By our estimates, 351 job-creating projects promoting energy across the country are currently snarled by a broken permitting process and by a regulatory system that fails to ensure timely reviews and actions. (To see what projects are being delayed and denied in your state, go to www.uschamber.com/pnpstudy.) If allowed to go forward, these projects could produce a $1.1 trillion short-term boost to the economy and create 1.9 million jobs annually.
The flawed regulatory system is also open to manipulation. Some environmental activists and their allies—who should be the strongest green energy supporters of all—are using every resource at their disposal to block, delay, or cancel clean energy projects. They have organized local opposition, changed zoning laws, opposed permits, filed lawsuits, and bled projects dry of their financing. Call it “green tape” bureaucracy. Their efforts are undermining job creation and slowing the adoption of environmentally friendly energy technologies.
Lawmakers and the American public must recognize that our broken permitting process and extreme groups are denying projects opportunities to be fairly considered on their merits. To be clear, we are not saying that illconceived projects should be allowed to move forward. Rather, all projects should be given a fair chance to prove their worth in the market within a reasonable period of time. And if a project is worthy, it should receive a permit.

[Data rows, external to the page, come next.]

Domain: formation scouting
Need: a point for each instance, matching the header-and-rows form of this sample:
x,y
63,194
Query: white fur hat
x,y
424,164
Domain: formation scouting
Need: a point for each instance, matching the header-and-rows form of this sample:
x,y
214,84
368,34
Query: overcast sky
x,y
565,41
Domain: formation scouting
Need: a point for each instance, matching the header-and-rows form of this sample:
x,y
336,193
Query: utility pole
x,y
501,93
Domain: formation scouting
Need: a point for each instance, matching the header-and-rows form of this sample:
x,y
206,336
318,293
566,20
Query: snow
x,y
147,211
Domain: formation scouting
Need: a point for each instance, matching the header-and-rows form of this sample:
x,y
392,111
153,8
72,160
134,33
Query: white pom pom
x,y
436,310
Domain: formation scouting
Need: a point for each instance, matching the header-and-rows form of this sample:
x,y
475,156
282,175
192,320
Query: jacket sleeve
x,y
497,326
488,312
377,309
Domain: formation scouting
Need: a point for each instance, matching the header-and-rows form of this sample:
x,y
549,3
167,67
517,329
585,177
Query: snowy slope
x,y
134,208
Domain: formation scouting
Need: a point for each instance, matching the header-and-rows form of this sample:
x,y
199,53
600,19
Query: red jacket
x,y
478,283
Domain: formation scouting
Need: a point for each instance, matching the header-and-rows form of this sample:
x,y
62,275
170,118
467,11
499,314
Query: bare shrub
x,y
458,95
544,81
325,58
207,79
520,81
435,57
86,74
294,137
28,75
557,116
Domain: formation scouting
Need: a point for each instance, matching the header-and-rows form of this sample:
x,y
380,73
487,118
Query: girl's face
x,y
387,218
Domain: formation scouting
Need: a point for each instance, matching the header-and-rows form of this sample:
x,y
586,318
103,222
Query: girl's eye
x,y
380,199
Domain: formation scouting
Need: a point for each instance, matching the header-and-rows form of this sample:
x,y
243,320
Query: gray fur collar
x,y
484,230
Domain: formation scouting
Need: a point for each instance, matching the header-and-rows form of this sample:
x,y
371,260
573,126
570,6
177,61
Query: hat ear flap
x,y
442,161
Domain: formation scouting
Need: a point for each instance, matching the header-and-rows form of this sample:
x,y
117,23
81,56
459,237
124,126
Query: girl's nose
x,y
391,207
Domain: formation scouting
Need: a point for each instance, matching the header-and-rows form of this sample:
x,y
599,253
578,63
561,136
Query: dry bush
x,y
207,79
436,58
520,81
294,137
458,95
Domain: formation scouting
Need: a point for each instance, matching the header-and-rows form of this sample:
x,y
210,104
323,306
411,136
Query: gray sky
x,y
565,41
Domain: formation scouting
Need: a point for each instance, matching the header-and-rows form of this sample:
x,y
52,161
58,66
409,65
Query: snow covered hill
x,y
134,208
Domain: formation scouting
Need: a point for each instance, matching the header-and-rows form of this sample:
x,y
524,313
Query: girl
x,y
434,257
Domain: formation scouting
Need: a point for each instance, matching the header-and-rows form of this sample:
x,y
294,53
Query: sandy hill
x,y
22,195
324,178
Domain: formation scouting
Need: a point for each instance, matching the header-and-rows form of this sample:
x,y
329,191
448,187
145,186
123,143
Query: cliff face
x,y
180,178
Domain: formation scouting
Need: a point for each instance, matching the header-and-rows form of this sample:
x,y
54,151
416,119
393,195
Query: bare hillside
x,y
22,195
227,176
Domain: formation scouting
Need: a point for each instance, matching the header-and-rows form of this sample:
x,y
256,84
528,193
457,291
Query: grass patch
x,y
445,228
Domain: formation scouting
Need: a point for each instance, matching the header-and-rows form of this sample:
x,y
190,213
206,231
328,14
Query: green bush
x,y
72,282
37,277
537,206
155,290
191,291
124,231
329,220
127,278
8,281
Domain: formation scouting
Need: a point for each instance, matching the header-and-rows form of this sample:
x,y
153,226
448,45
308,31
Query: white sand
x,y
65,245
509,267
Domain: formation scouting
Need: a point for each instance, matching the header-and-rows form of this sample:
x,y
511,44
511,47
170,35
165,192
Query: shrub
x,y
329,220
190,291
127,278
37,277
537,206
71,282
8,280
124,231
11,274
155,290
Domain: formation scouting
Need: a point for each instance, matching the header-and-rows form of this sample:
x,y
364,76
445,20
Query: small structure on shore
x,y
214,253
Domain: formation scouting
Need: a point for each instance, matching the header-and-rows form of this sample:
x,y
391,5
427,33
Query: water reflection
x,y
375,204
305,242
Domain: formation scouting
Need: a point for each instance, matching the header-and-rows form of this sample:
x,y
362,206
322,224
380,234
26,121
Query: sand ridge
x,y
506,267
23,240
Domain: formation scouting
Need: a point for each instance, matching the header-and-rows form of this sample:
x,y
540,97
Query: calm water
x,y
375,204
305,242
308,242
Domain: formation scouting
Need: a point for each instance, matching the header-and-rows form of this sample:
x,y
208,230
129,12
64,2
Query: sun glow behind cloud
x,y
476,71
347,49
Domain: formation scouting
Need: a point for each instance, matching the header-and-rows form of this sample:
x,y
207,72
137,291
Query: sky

The discussion is beginning in Washington about improving the regulatory process. What is urgently needed now is a careful consideration of how all these permitting obstacles, uncertainties, and time delays can be addressed to speed up the processing, approval decisions, and development of many pending job-creating projects. Private investors and developers are prepared to fund, build, and operate energy projects that could materially increase GDP and create jobs—but only if policymakers remove obstacles.
No one objects to a fair and timely process whereby projects are examined and the affected communities can be heard. But reasonableness and common sense must carry the day. The truth is that it takes too long to build almost anything in our country today—even clean, green, and renewable energy resources that create jobs, enhance our energy security, and improve our environment. It’s time for change.